A controversial federal judge accused U.S. prosecutors yesterday of making a farce of the bribery and conspiracy trial of Airlie Foundation director Murdock Head by asking improper questions and violating court rules.

"The government's making a farce out of this case and I don't approve of it," Judge Oren R. Lewis, the cantankerous 76-year-old jurist, said in the presence of the jury on the third day of Head's trial in U.S. District Court in Alexandria.

Lewis' sharp criticism followed a series of acrimonious exchanges during which the judge repeatedly chastised both prosecutors and Head's lawyers, threatened several times to declare a mistrial, and accused one assistant U.S. attorney of "demeaning the bar."

Before the start of the trial, the prosecutors had urged a federal appeals court in Richmond to remove Lewis as the presiding judge, complaining that Lewis had already displayed an "angry attitude" and "an appearance of bias" against the prosecution during pretrial hearings. The appeals court rebuffed their request, and Lewis declined to step aside.

Dr. Head, 55, is on trial on charges of conspiring to bribe Rep. Daniel J. Flood (D-Pa.), former Flood aide Stephen B. Elko, former Rep. Otto E. Passman (D-La.) and a now-retired Internal Revenue Service agent.

The payoffs, which allegedly included $49,000 in cash and an $11,000 loan, were arranged by Head in exchange for the officials' help in getting federal financed aid and favorable tax treatment for Head's Warrenton, Va.-based Airlie Foundation, according to Head's indictment.

According to knowledgeable legal officials, Lewis' pointed criticism of the federal prosecutors would not provide grounds for a legal appeal if Head were found innocent by the jury. Acquittals cannot be appealed, the lawyers said.

Lewis aimed his harshest rebukes yesterday at Assistant U.S. Attorney Joseph A. Fisher III, a key member of the prosecution team. Lewis accused Fisher of improperly asking "leading" questions of witnesses, going questions that encompassed subjects outside the scope of the indictment and "almost defiantly" violating court rules.

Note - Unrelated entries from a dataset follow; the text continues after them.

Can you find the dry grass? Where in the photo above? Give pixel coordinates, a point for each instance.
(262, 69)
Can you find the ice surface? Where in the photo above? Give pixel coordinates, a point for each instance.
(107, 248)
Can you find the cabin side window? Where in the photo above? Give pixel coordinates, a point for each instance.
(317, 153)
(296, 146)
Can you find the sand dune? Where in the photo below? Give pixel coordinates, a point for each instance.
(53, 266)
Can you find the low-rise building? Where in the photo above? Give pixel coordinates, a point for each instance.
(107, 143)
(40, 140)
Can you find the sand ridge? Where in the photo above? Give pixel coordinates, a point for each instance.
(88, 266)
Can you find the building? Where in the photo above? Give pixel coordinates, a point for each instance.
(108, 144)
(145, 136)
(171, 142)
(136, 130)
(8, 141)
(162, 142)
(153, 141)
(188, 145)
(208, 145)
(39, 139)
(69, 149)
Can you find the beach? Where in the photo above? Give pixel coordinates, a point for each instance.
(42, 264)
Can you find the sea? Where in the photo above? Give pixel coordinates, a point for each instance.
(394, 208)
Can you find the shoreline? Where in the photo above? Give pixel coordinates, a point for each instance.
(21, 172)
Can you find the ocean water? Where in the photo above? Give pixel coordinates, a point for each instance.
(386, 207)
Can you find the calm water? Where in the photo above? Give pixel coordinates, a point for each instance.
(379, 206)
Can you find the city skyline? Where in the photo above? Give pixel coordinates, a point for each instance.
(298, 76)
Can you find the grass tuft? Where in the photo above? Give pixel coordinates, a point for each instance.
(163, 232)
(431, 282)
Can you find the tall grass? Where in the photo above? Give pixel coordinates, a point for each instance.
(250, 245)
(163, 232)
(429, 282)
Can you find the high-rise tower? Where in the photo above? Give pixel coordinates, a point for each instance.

"You do this once more, Mr. Fisher, and you'll be in more trouble than you've ever been in," the judge asserted at one point in the jury's presence. Fisher was later warned by Lewis that he might be ordered to "step aside" and be replaced by another prosecutor unless Fisher complied with Lewis' orders.

Rulings by Lewis yesterday also prevented two other prosecutors from questioning witnesses who had already been sworn in and had taken the witness stand. The prosecutors apparently feared Lewis might declare a mistrial if they proceeded with their questioning. His rulings, issued in his chambers yesterday morning, appeared to limit evidence that could be presented.

"If you cause a mistrial, don't complain," the judge warned one of the prosecutors, Theodore S. Greenberg.

At another point, Lewis admonished the prosecution for calling an IRS supervisor to the witness stand merely to establish that another IRS agent had audited Airlie Foundation tax records. "Why do you bring a government agent up here for that? You don't mind spending the taxpayers' money at all, do you?" Lewis said.

Amid the extraordinary, rapid-fire exchanges between the judge and the lawyers the prosecution presented considerable additional testimony intended to prove the conspiracy, bribery, tax-evasion and tax-falsification charges against Head.

Diane Kidwell, Head's former administrative assistant, testified that she had frequently "inflated" expense vouchers and turned over the additional money from those vouchers to Head. The prosecution contends such financial manipulations produced a slush fund, allegedly used to provide bribes.

Kidwell also testified she had seen Elko. Flood's former aide, leave Head's office serveral times with thick white envelopes. Elko previously told the jury that he received thousands of dollars in bribes from Head in plain white envelopes.

Charlotte Fowler, Head's former executive assistant, told the jury that she had maintained a cash fund -- sometimes amounting to $5,000 -- for Head. She said she periodically "put on a pair of white gloves" to wipe the money clean at Head's request, presumably to avoid fingerprints.

Fowler and several other witnesses also described a complex series of transactions, which the prosecution alleges were designed to launder an illegal $11,000 loan from Head to Jesse P. Hare, the former IRS agent. The prosecution has charged that Hare performed an improperly lenient tax audit of Airlie Foundation in return for the loan.

Head's lawyers appeared to raise doubt about the credibility of some prosecution witnesses during cross-examinations. Elko acknowledged that he once asked Head for an $8,000 loan and was turned down. The incident occurred shortly before Elko started cooperating with federal investigators, the former congressional aide said.

Another prosecution witness, Robert T. Curtis, admitted he had stolen between $20,000 and $25,000 from Head and the Airlie Foundation before he was asked to resign as Airlie's comptroller in 1975.